WINNIETT, JAMES, officier, fonctionnaire et juge de paix, né vers 1777 ; décédé le 13 août 1849 près de Brantford, Haut-Canada.
James Winniett était officier de carrière. Entré dans le 68th Foot en 1795, à l’âge de 18 ans, il y demeura pendant 34 années au cours desquelles il prit part à 13 engagements militaires durant la guerre d’Espagne et accéda au grade de major. On envoya le 68th Foot en Amérique du Nord britannique à la fin de l’époque de Napoléon 1er pour servir dans la garnison de l’île Drummond (Michigan) ; Winniett fut chargé des préparatifs pour la visite du gouverneur Charles Lennox*, 4e duc de Richmond et Lennox, au cours de l’été de 1819. Par la suite, on l’affecta pour des périodes variables à Kingston, à York (Toronto) et à Québec. À la fin des années 1820, le régiment faisait partie de la garnison de Montréal. En août 1829, Winniett vendit sa commission et partit pour le comté d’York, dans le Haut-Canada. Il demanda une terre en janvier 1830 et obtint ainsi la première de plusieurs concessions (à sa mort, elles allaient totaliser 900 acres).
Winniett s’installa près de Brantford en 1830 et vécut pendant les deux années qui suivirent comme un gentilhomme campagnard d’âge mûr. À l’instar de bien des militaires à la retraite, il chercha à obtenir un poste gouvernemental. Ses contacts avec le gouvernement du Haut-Canada lui avaient manifestement permis d’en espérer un. La mort soudaine, en 1832, de John Brant [Tekarihogen*], surintendant des Six-Nations, libéra un poste juste au bon moment. En novembre, le lieutenant-gouverneur sir John Colborne* nomma Winniett surintendant du département des Affaires indiennes, « avec affectation à la rivière Grand et mission de visiter occasionnellement les établissements indiens du Haut-Canada ». Il laissait entendre que la tâche ne serait pas facile. Les factions qui divisaient les Six-Nations, la mauvaise gestion des terres des Indiens et le problème des squatters blancs compromettaient les espoirs du gouvernement de mener rapidement à bien sa politique d’assimilation. Winniett reçut l’ordre de chasser les squatters, de collaborer avec les missionnaires et de renforcer les structures de son service.

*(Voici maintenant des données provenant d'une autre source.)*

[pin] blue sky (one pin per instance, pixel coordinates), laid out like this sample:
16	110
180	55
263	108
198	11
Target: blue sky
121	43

La propriété des terres de l’établissement de la rivière Grand soulevait d’âpres querelles, à cause de la complexité de la concession initiale de 1784, et aussi parce que Joseph Brant [Thayendanegea*] en avait vendu ou loué de grandes parties par la suite. Les squatters, qui y vivaient sans aucune autorisation légale, étaient nombreux, et le vol de bois était chose commune. Winniett dut finalement demander des renforts afin de réduire les pertes. On nomma alors Marcus Blair, de Hamilton, premier inspecteur adjoint des forêts de la rivière Grand, et on lui donna Charles Bain comme assistant. Blair avait l’esprit contestataire ; il acceptait mal la politique du département et le fait d’employer des Indiens à titre d’agents de police. Il protesta donc auprès de Winniett : « Je ne peux certes en aucune façon accepter que le premier Indien venu puisse à son gré me prendre mon travail. » Les relations entre les deux hommes furent souvent tendues.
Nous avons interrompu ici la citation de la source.